Python Reptile combat Scrapy crawl and product information into the database

This article describes the framework Scrapy crawling coupons book information, and writes the result mysql database.



You need to install the package:

  • pip install wheel
  • pip install twisted
  • pip install lxml
  • pip install scrapy

Anaconda Prompt recommended installation.


1 Scrapy framework

1.1 Introduction

Scrapy is a website for crawling data, extract structured data written application framework. Applications can include program data mining, processed, or stored in a series of historical data.

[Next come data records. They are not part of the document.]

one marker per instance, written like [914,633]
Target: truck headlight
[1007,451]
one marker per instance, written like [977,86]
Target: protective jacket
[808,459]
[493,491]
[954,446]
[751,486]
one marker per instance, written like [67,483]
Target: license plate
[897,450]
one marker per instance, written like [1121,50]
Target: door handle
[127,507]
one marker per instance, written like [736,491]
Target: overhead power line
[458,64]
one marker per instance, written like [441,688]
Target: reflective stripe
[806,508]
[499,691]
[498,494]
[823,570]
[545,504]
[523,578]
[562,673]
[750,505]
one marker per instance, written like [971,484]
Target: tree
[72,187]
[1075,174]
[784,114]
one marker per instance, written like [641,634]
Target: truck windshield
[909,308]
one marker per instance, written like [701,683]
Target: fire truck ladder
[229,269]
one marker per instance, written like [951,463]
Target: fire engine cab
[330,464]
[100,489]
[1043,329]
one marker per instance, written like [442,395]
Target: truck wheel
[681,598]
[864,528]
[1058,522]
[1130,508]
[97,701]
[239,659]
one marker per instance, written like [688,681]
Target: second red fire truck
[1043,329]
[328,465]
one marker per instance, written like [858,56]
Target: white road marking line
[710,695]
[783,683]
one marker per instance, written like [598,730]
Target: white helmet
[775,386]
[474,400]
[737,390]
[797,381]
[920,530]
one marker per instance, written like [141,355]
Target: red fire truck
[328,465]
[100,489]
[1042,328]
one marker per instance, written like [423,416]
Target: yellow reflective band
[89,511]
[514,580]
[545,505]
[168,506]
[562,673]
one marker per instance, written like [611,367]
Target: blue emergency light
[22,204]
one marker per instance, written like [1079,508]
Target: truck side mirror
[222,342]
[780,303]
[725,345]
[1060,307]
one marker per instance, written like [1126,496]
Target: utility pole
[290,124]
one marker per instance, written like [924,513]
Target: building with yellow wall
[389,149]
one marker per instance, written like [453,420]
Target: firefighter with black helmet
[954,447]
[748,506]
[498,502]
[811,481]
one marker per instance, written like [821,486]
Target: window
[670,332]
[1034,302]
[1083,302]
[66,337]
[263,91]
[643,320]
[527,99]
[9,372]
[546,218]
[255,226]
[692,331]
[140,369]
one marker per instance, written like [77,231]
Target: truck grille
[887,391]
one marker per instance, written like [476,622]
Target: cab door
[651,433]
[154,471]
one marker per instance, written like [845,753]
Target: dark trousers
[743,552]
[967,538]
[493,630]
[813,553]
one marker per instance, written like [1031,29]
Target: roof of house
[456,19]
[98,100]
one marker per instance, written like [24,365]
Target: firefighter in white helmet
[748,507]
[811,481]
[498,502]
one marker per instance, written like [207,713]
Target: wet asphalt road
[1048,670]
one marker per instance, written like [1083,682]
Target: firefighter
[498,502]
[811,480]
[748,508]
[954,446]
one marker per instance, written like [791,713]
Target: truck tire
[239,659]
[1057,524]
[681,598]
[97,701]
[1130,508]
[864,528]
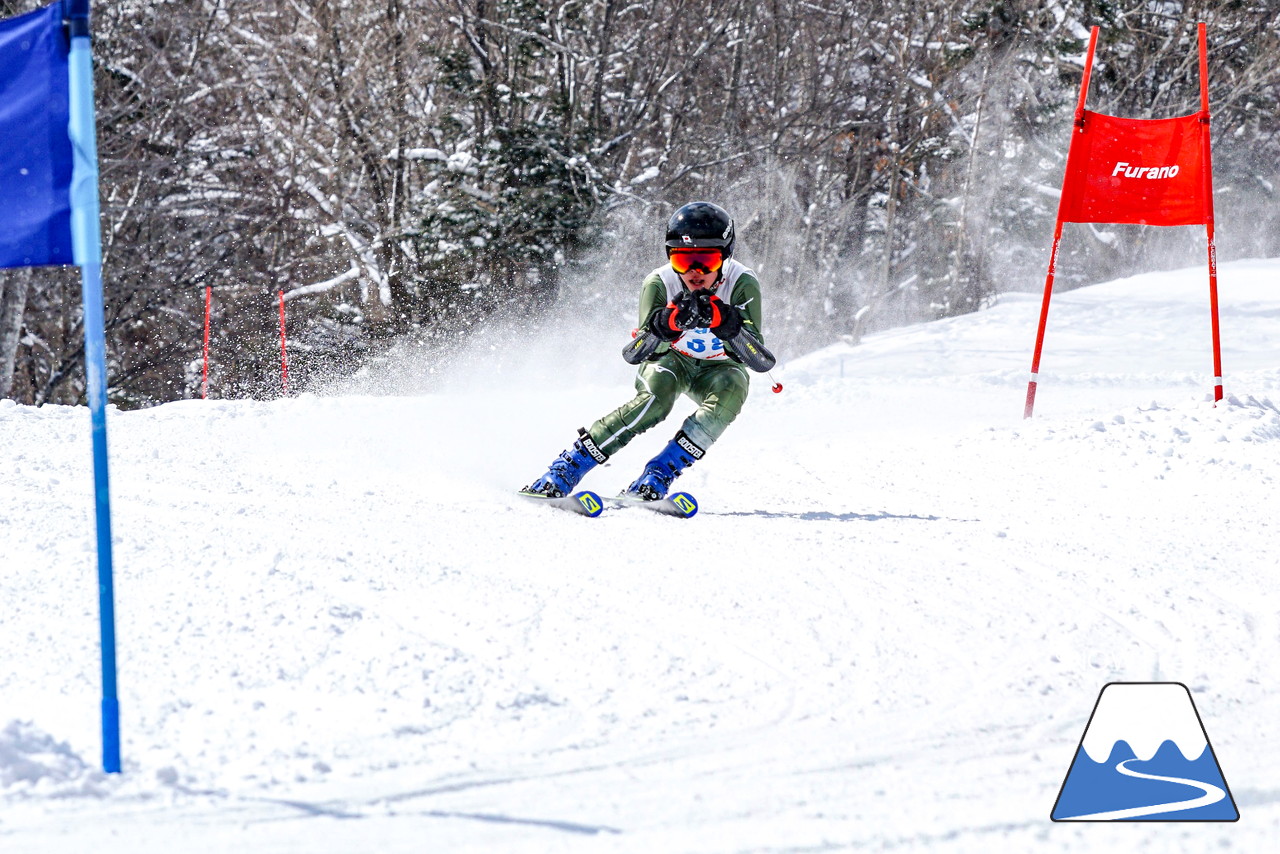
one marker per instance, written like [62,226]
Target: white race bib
[700,343]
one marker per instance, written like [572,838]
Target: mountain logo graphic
[1144,756]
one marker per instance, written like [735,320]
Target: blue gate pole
[87,250]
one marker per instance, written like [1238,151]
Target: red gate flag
[1146,172]
[1136,170]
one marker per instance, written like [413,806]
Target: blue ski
[584,503]
[677,503]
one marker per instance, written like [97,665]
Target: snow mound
[33,762]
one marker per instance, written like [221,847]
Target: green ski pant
[717,387]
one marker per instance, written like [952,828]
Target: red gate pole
[284,352]
[1208,218]
[204,378]
[1057,232]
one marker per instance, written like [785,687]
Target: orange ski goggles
[685,260]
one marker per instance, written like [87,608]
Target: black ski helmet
[700,224]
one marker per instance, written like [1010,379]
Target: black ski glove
[679,315]
[726,320]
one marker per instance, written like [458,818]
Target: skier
[699,324]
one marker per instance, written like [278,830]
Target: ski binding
[677,503]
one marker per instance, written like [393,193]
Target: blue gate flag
[35,146]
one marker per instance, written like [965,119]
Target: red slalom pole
[284,352]
[1208,218]
[1057,231]
[204,378]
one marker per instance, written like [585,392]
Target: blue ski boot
[658,473]
[568,469]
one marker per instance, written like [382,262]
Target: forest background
[408,173]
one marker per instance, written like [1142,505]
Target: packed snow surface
[339,630]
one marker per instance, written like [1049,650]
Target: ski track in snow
[341,630]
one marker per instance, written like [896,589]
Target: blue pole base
[112,736]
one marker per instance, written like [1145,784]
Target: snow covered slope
[341,631]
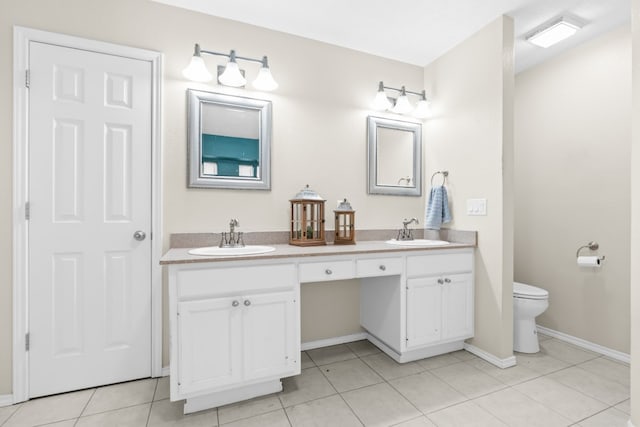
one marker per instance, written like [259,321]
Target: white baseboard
[6,400]
[333,341]
[500,363]
[579,342]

It was originally intended to crawl the page (more precisely, the web crawler) designed, it can also be used in obtaining the data returned by the API (such as Amazon Associates Web Services) or general-purpose web crawler.


Common commands 1.2

  • scrapy startproject tutorial : Create a crawler project;
  • scrapy genspider -l : View reptile template;
  • scrapy genspider -t basic example example.com(Example): template basic, reptiles file name example, the domain name example.com;
  • scrapy crawl : Run reptiles;
  • scrapy list: List all available spider current project. Each line of output a spider.

2. Basic use

1. Open a command line, enter the following command to create scrapy project

scrapy startproject FirstProject

2. Project directory structure
Here Insert Picture Description
3. Go to the project, see the reptiles template:

>cd FirstProject
>scrapy genspider -l
Available templates:
  basic
  crawl
  csvfeed
  xmlfeed

4. Create reptiles, note that the domain name does not include the host name ; (such as www.)
For example, suppose crawling video CCTV5 world football's site at: http://tv.cctv.com/lm/txzq/videoset/ , generate You can also modify later in the program, wrong does not matter, just modify the program when there is a note field is the domain name.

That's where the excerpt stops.